接着，我们分析一下数据集，发现Butterfly20文件夹中有很多子文件夹，每个子文件夹下又有很多图片，每个子文件夹的名字都是蝴蝶属种的名字。由此，可以推测每个文件夹下是样本，而样本的标签就是子文件夹的名字。

我们绘制data/Butterfly20/001.Atrophaneura_horishanus文件夹下的图片006.jpg。根据百度百科，Atrophaneura horishanus是凤蝶科、曙凤蝶属的一个物种。

我们再绘制data/Butterfly20/002.Atrophaneura_varuna文件夹下的图片006.jpg。根据百度百科，Atrophaneura varuna对应的中文名称是“瓦曙凤蝶”，它是凤蝶科、曙凤蝶属的另一个物种。

虽然乍一看蝴蝶都是相似的，但不同属种的蝴蝶在形状、颜色等细节方面还是存在很大的差别。
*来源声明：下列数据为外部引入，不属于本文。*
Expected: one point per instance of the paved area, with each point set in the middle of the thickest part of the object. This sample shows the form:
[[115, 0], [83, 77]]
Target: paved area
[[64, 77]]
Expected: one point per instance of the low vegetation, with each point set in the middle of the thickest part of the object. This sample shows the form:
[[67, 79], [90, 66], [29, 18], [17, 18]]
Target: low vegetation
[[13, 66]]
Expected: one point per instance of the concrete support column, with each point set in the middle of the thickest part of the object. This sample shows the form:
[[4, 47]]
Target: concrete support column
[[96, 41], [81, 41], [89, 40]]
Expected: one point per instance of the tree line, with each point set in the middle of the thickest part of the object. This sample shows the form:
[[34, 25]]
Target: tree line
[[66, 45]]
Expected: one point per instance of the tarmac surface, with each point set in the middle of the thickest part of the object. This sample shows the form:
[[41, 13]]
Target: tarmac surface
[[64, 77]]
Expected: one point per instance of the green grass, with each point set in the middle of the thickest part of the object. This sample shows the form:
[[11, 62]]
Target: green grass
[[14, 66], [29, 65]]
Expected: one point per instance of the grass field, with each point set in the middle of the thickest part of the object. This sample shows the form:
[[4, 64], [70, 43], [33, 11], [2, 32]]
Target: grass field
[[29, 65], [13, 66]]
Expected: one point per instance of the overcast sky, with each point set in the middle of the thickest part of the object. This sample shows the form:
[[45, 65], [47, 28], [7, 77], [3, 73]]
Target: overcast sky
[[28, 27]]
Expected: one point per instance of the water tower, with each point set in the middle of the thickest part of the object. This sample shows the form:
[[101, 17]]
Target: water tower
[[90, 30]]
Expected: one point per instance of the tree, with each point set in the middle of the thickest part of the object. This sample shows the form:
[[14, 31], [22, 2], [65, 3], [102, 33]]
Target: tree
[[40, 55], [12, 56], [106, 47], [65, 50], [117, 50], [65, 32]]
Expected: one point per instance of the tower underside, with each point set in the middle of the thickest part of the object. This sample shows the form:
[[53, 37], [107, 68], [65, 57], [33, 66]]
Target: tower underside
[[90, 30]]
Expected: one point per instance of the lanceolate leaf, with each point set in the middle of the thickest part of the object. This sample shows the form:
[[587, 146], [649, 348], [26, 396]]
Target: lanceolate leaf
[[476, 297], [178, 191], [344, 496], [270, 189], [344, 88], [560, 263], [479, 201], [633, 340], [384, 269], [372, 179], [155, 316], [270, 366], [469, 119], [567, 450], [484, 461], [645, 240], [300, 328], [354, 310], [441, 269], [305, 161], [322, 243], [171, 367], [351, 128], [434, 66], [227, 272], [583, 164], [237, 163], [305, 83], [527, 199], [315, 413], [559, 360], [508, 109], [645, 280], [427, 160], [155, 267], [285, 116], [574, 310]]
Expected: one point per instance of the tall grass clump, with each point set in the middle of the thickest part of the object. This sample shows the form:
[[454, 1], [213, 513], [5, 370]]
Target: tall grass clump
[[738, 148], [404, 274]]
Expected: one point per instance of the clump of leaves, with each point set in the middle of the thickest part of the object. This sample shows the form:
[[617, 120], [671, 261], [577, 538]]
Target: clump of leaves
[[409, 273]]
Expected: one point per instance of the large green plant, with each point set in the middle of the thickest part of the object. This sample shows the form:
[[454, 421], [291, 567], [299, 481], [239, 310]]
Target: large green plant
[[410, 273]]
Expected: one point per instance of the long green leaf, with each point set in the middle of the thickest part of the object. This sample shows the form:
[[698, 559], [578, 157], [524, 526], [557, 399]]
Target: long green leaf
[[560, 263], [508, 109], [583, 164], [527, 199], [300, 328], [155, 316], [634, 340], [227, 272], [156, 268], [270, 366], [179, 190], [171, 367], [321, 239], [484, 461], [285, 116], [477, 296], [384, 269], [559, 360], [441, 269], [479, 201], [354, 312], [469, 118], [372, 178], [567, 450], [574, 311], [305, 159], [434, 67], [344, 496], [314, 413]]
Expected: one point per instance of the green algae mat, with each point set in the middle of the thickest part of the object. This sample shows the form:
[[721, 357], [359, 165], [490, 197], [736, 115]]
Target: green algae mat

import matplotlib.pyplot as plt
import PIL.Image as Image

path='/home/aistudio/data/Butterfly20/001.Atrophaneura_horishanus/006.jpg'
img = Image.open(path)
plt.imshow(img)          #根据数组绘制图像
plt.show()               #显示图像

path='/home/aistudio/data/Butterfly20/002.Atrophaneura_varuna/006.jpg'
img = Image.open(path)
plt.imshow(img)          #根据数组绘制图像
plt.show()               #显示图像

更具挑战的是，即便属于同一属种，不同的蝴蝶图片在角度、明暗、背景、姿态、颜色等方面均存在不小差别。甚至有的图片里面有多只蝴蝶。以下两张蝴蝶图片均出自同一个属种Atrophaneura horishanus。

path1='/home/aistudio/data/Butterfly20/001.Atrophaneura_horishanus/006.jpg'
path2='/home/aistudio/data/Butterfly20/001.Atrophaneura_horishanus/150.jpg'

img1 = Image.open(path1)
plt.imshow(img1)          #根据数组绘制图像
plt.show()

img2 = Image.open(path2)
plt.imshow(img2)          #根据数组绘制图像
plt.show()               #显示图像

3. 准备数据

数据准备过程包括以下两个重点步骤：

一是建立样本数据读取路径与样本标签之间的关系。

二是构造读取器与数据预处理。可以写个自定义数据读取器，它继承于PaddlePaddle2.0的dataset类，在__getitem__方法中把自定义的预处理方法加载进去。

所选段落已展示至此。